The more futuristic elements feel foreign; there's a lot of newspeak reflective of a shadowy regime, and it basically takes the entirety of the first episode to get in the groove if you haven't read the book. But upon getting acclimated — which Hulu is making easier by releasing the first three episodes simultaneously — the language's oddness gives way to the all-too-familiar feeling of the themes.
In The Handmaid's Tale, the Gilead rises to power amid a civil war between two deeply divided sides of the country. Women are considered "hosts" and are silenced when they attempt to speak out against men. Religion is part and parcel of government. The extremity of the circumstances is exaggerated, but the similarities between this world — written by Atwood in the '80s as a speculative dystopia — and ours are frightening.
The creators behind The Handmaid's Tale also seem spooked by the similarities. Star Elisabeth Moss, who plays protagonist Offred — stripped of her birth name and renamed as such because she is "Of Fred," her master — said the creative team "never wanted the show to be this relevant." Yet here we are.
As a television program, divorced from the show's cultural resonance, The Handmaid's Tale is remarkable. Moss is channelling every bit of the quiet fury she developed as Peggy Olson on Mad Men, infusing it with the frustration of a woman trapped between a desire to fight back and her own hopelessness. She gets some fantastic costars to play off of, including former Orange Is the New Black star Samira Wiley as Moira, her pre-Gilead friend, and a surprisingly great Alexis Bledel — fresh off her turn in Gilmore Girls: A Year in the Life — as the savvy Ofglen, her fellow handmaid.
The performances are great, but it's the direction that really makes The Handmaid's Tale captivating. Director Reed Morano does magnificent work making the Gilead-dominated society feel as suffocating as it is for the women who inhabit it. The gray color scheme gives everything a bleak feel, which makes the flashes to Offred's more colorful past feel like coming up for air. It's deeply significant that Morano, a woman, is the guiding hand for these first three episodes: There are insights, both textually and visually, that feel learned from experience versus merely adapted from Atwood's text.
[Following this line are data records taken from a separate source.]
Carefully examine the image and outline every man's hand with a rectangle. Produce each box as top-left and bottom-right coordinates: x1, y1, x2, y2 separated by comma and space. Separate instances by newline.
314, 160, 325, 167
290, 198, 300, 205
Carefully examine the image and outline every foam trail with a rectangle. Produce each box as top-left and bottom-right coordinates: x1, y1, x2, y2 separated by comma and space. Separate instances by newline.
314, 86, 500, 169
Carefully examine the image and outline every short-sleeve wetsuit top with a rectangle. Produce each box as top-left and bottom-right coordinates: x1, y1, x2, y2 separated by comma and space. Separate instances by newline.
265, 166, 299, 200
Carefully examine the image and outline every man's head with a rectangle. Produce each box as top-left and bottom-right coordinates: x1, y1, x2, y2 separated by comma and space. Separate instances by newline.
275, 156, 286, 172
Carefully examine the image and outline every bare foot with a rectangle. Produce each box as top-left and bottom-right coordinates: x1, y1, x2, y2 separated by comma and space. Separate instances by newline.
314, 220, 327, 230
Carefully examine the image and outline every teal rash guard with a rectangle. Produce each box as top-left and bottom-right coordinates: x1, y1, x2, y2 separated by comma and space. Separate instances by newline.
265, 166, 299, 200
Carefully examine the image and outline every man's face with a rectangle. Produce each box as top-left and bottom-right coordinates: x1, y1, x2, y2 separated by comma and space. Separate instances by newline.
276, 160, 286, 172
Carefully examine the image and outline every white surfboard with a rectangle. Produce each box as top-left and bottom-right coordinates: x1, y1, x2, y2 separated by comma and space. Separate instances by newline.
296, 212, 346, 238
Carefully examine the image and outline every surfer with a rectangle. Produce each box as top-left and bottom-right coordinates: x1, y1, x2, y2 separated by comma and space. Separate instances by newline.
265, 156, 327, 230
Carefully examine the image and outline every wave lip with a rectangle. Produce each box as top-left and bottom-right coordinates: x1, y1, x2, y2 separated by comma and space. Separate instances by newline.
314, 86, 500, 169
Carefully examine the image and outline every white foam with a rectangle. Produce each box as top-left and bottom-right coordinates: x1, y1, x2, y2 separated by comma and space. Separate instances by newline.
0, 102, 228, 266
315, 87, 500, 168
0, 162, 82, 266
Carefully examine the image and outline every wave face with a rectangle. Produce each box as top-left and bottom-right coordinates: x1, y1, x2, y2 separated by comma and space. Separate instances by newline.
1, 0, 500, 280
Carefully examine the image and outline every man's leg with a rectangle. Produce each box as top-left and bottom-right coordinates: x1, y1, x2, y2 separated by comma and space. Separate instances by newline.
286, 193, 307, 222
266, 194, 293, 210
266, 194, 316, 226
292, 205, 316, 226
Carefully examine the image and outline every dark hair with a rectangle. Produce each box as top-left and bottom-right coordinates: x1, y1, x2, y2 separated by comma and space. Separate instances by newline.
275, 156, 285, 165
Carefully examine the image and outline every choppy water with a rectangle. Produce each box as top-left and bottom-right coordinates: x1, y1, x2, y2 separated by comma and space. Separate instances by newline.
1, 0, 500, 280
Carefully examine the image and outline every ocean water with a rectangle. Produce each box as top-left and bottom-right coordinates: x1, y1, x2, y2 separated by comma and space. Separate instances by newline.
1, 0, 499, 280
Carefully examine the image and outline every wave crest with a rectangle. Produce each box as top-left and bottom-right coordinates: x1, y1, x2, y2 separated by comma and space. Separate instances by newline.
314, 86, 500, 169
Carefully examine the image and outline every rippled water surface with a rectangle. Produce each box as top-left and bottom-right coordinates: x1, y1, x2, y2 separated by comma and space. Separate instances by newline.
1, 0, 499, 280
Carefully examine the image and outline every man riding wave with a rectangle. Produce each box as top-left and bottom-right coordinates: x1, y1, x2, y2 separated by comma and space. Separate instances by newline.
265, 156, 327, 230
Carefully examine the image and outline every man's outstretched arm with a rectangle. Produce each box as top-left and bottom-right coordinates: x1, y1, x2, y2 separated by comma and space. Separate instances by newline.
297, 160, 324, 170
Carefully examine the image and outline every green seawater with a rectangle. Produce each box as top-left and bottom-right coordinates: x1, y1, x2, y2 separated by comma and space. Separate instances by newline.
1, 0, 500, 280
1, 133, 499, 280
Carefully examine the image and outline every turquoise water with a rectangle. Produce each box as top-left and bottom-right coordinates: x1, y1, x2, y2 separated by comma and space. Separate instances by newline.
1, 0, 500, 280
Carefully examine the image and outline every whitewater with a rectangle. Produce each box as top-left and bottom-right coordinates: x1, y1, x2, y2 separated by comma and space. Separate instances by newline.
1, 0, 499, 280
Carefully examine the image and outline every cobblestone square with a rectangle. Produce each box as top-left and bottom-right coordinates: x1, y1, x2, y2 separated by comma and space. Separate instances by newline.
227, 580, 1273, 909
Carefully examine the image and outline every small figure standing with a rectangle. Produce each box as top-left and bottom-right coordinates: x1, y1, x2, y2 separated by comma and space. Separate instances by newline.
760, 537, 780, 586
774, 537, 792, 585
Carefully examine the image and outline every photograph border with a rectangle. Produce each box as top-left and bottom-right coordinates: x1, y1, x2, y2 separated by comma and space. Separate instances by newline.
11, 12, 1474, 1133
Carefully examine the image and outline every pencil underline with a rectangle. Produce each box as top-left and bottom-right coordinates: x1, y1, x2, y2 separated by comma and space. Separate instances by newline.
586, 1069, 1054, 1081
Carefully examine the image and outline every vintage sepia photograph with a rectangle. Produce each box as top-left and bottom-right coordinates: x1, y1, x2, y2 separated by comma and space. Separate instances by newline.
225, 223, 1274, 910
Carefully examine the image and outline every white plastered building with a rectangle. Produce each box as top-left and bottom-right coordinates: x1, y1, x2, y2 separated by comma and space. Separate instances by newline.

There's so many reasons to recommend The Handmaid's Tale, and there still would have been had Hillary Clinton won the presidency in November. No matter what's happening in the real world, this would be a great TV series.
But Clinton is not president. Trump, a man who admitted on tape to sexually assaulting women, is president. The United States is changing, in many ways that feel unfriendly and unfair to women. That makes The Handmaid's Tale not just a coincidental allegory, but required viewing in Trump's America.
The first three episodes of The Handmaid's Tale debut on Hulu on April 26.